A smoothing technique was carried out on the facades of this residential area in a small town in northern Italy.


The painted windows of historic northern Italian cities show us another function of color in the facade design. Due to the taxation on the number of windows in a house, the citizens of some cities were forced to use illusion painting in order not to disturb the harmony of the facade or cityscape. It is only at second glance and when you take a closer look that you notice that on some facades the windows are only painted and deceptively real due to the play of light and shadow in the painting technique used. The Baroque style in particular used this technique of illusion painting. Painted landscapes on wall surfaces, sky depictions in church domes or the continuation of parts of a building with the help of illusion are effective meansto change the appearance of rooms or streets, to make them appear larger, wider and more imposing. This "trompe l'oeil" - an eye-catcher - can be found today with funny examples in the design of fire walls in the big cities, but also in representative reception rooms or in our new wellness stamps. Here we like to indulge in the illusion of floating in another world.

Unusual, expressive corner and facade design on a residential and commercial building in Biberach

Naivety and expression

To a certain degree of appropriateness, it is certainly also permissible to approach the facade in a naive and expressive manner, even though many conservationists, color designers or architects simply do not speak the language when looking at such ensemble solutions.

Expression means expressing yourself by means of shape and / or color. Expressionists such as Wassily Kandinsky or Emil Nolde exemplified this style and art style at the beginning of the 20th century. But both are "visual artists". The implementations in form and color on the facade, the "Applied Art", we find again almost at the same time with Bruno Taut with his expressive color designs of the residential complexes in Berlin and Magdeburg. It is not for nothing that his settlements are popularly called "ink boxes or parrot settlements".

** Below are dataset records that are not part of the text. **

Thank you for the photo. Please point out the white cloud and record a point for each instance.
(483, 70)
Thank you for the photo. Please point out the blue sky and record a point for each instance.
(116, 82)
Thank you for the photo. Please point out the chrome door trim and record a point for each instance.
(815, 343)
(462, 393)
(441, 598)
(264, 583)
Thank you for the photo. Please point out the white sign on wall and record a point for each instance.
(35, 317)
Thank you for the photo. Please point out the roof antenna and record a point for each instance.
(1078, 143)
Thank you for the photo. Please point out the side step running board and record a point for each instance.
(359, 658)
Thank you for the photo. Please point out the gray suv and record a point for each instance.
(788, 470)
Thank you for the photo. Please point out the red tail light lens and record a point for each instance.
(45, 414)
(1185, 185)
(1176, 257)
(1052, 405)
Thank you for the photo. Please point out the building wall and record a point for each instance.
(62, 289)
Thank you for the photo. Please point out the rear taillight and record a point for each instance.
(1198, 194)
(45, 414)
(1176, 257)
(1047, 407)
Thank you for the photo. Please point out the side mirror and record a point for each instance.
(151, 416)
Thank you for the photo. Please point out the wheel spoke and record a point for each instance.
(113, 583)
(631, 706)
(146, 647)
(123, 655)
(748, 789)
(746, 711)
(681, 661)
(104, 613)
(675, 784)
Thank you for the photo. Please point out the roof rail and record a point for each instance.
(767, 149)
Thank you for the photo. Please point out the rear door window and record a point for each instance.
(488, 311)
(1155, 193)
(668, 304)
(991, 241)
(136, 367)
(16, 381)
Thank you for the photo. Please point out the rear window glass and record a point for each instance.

The question is to what extent a city or town can handle something like this. According to a court ruling published in the 1972 Stuttgarter Nachrichten, a Mannheim court sentenced a building owner who was accused by conservationists of increasing the contrast between the landscape and the building to ugliness through too vivid accents of color, “a muted color to stroke over it, which does not hurt the perception of a viewer who is open to aesthetic impressions but not particularly trained.”That is our case law. Similar court rulings are also known from the field of facade advertising, which are based on the “aesthetic perception of a so-called average viewer”.

Let's leave it as far as the goals and intentions of a design project.

In the following essays we turn to the color concept and consider which means and methods can be used for facade design.

Prof. Matthias Grönen, Esslingen University of Applied Sciences

Photos: Matthias Grönen, Jäger Lacke

Source: Malerblatt 04/2013

Façade design using sgraffito technology for a residential building in Las Palmas, Gran Canaria.